Trends in Care for Uninsured Adults and Disparities in Care by Insurance Status, by Lindsay M. Sabik and Bassam A. Dahman (MCRR)

The uninsured fare worse than the insured on various measures, yet there is little evidence regarding trends in care for the uninsured and disparities by insurance status. Given changes in the health care system and the safety net, disparities between insured and uninsured populations may be changing over time. This article considers trends in access, chronic disease control, and heart attack care by insurance status and the disparity in these measures between uninsured and insured nonelderly adults, controlling for demographic characteristics to account for potential changes in the composition of these populations. Rates for the uninsured for all outcomes have generally been stable from the mid-1990s to mid-2000s, with fluctuation in some measures over shorter periods. In addition, there is a persistent disparity between the privately insured and uninsured on access measures. The gap between the uninsured and insured has not narrowed, though disparities generally have not worsened either.
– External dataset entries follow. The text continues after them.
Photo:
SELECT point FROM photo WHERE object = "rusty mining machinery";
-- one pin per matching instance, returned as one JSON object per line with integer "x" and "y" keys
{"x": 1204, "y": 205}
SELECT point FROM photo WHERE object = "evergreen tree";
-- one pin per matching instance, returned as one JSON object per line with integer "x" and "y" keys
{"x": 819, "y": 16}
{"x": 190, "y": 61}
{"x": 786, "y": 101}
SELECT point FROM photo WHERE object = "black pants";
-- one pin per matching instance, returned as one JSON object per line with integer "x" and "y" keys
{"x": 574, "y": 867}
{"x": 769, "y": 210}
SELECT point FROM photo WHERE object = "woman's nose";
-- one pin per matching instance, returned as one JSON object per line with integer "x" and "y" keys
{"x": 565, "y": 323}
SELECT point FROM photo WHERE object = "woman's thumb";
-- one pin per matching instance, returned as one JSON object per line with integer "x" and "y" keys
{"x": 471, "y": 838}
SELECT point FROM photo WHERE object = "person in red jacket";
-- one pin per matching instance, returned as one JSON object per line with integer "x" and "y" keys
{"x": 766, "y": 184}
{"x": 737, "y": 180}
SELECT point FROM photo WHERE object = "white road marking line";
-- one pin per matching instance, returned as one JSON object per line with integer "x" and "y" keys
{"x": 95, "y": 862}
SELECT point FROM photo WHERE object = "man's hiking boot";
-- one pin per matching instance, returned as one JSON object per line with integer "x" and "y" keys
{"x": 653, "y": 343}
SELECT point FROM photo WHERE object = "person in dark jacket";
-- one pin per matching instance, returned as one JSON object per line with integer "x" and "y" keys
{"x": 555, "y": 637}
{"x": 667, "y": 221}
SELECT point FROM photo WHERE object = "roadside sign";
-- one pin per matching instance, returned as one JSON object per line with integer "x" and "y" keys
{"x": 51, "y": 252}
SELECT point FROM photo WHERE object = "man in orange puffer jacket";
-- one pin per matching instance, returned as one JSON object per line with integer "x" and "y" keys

The Association Between Hospital Margins, Quality of Care, and Closure or Other Change in Operating Status, by Dan P. Ly, Ashish K. Jha and Arnold M. Epstein (JGIM)

BACKGROUND. Hospitals face increased pressure to improve their quality of care in an environment of dwindling hospital payments. It is unclear whether lower hospital margins are associated with worse quality of care or closure.

OBJECTIVE. To determine the association of hospital margins with quality of care and changes in operating status.

DESIGN, SUBJECTS, AND MAIN MEASURES. We conducted an observational cross-sectional study analyzing hospitals’ margin, quality of care (process quality, risk-adjusted readmission rates, and risk-adjusted mortality rates), and changes in operating status (rates of closure, merger and acquisition, and conversion to a critical access hospital) for 3,262 non-public U.S. hospitals with data from the Hospital Quality Alliance and Medicare Cost Reports.

KEY RESULTS. Compared to those in the bottom 10% of operating margin, those in the top 10% had higher process quality (e.g. 95.3 vs. 93.7, p = 0.002 for acute myocardial infarction [AMI]) and lower readmission rates (e.g. 19.7% vs. 22.4%, p < 0.001 for AMI). We found no association between margins and mortality rates. Hospitals in the bottom 10% were more likely than those in the top 10% to close (5.7% vs. 2.0%), merge or become acquired (4.0% vs. 0.3%), or convert to a Critical Access Hospital (5.4% vs. 0.6%). Over 15% of hospitals in the lowest decile of hospital margin changed operating status in the subsequent year.

CONCLUSIONS. Low hospital margins are associated with worse processes of care and readmission rates and with changes in operating status. We should monitor low-margin hospitals closely for declining quality of care.